INTERVIEW•Philippe Hugon, directeur de recherche à l'Iris, en charge de l'Afrique, analyse pour «20 Minutes» le contexte de ce nouvel enlèvement...Propos recueillis par Corentin Chauvel
Le Mouvement pour l'unicité et le djihad en Afrique de l'Ouest (Mujao), un groupe armé islamiste, a revendiqué la prise en otage du Français de 61 ans, enlevé mardi soir, près de Kayes, au Mali. Philippe Hugon, directeur de recherche à l’Iris, en charge de l’Afrique, analyse pour 20 Minutes le contexte de cet enlèvement qui intervient alors que la situation au Mali est toujours aussi complexe et tendue.
Que sait-on du Mujao?
C’est un mouvement très proche d’Al-Qaida au Maghreb islamique (Aqmi), qui a déjà participé à des prises d’otage. Il est composé principalement de membres non-maliens, issus d’autres pays du Sahel, ou d’autres mouvements islamistes comme Boko Haram (Nigeria). Leur financement passe par des activités criminelles, notamment le contrôle du trafic de drogue.
La France est-elle confrontée à une prise d’otage similaire à celle d’Aqmi?
Il est toujours très difficile de savoir ce qu’il en est. Il y a des connivences entre le Mujao et Aqmi, mais ce dernier mouvement agit dans un champ idéologique et politique, revendiquant la création d’un califat, des modifications de lois, comme sur la burqa, ou le retrait des troupes françaises en Afghanistan. Le Mujao est plus dans l’économie criminelle. Cependant, les deux mouvements sont complémentaires et l’otage français sera peut-être remis à Aqmi. Ce qui est certain, c’est qu’il ne sera pas possible de le retrouver car les intermédiaires sont constamment en train de changer. Je pense que cet otage va changer de lieu et être pris dans différentes mouvances.
Quelle est la situation actuelle au Mali?
Il y a une stratégie de la communauté internationale qui consiste à séparer les touaregs d’Ansar Dine (Défenseurs de l'islam) et du Mouvement national pour la libération de l'Azawad (MNLA) des autres mouvances islamistes non-maliennes que sont Aqmi et le Mujao.
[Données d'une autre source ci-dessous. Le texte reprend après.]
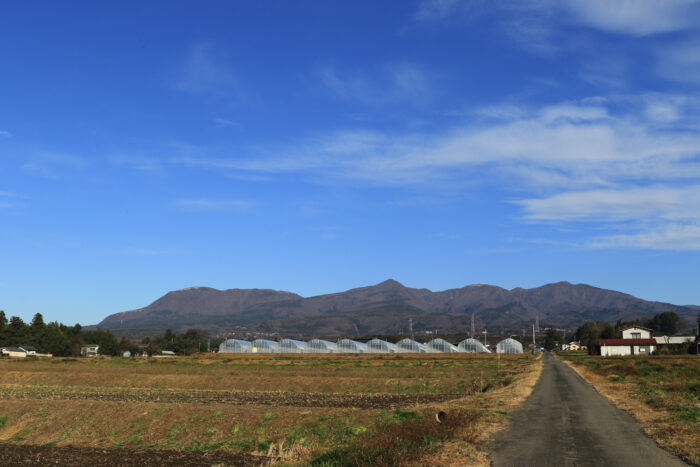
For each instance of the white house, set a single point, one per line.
(674, 340)
(28, 349)
(636, 332)
(13, 352)
(635, 340)
(89, 350)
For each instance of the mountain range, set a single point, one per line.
(384, 309)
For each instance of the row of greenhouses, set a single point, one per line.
(373, 346)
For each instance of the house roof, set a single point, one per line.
(637, 327)
(626, 341)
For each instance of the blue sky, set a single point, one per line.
(319, 146)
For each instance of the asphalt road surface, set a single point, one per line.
(565, 422)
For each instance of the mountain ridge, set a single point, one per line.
(383, 308)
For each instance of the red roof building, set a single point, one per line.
(622, 347)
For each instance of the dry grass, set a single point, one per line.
(400, 374)
(295, 433)
(654, 403)
(494, 406)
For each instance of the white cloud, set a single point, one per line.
(629, 17)
(611, 162)
(680, 61)
(680, 237)
(430, 10)
(206, 72)
(614, 205)
(139, 251)
(635, 17)
(141, 163)
(213, 204)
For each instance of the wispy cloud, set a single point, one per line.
(208, 72)
(140, 163)
(596, 160)
(140, 251)
(679, 237)
(8, 199)
(680, 61)
(636, 18)
(54, 165)
(621, 204)
(213, 204)
(225, 123)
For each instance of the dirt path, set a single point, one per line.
(23, 455)
(293, 399)
(565, 422)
Nous allons peut-être vers une alliance entre les deux premiers, en utilisant les liens d’Ansar Dine avec l’Algérie, car le MNLA, qui se bat contre les mouvements islamistes, est aujourd’hui affaibli militairement. De son côté, le gouvernement malien a peu de légitimité car il n’y a pas eu d’élections pour le mettre en place et l’armée est en totale décomposition. Le Mali n’est pas capable aujourd’hui de négocier ou d’entreprendre la moindre action militaire.
Qu’en est-il de l’intervention d’une force internationale? Est-elle nécessaire?
Le problème d’une non-intervention, c’est que cette zone du Nord-Mali reste sans contrôle et qu’elle s’étende au-delà du pays. En même temps, une intervention militaire est très périlleuse. Les forces de l’Union africaine ne sont pas aguerries à ce terrain et l’aide française et américaine sera seulement logistique. C’est excessivement risqué et, avec ce genre d’opération, on sait comment ça commence, mais jamais comment ça finit. On risque l’enlisement et on ne sait pas où vont aller ensuite les ressortissants des mouvances islamistes. Autrement, des frappes ciblées sur des leaders pourraient réduire le pouvoir nocif de ces groupes. Mais ce qui est donc souhaitable, c’est une négociation politique et c’est ce que veut l’Algérie, qui partage 2.000 kilomètres de frontière commune avec le Mali.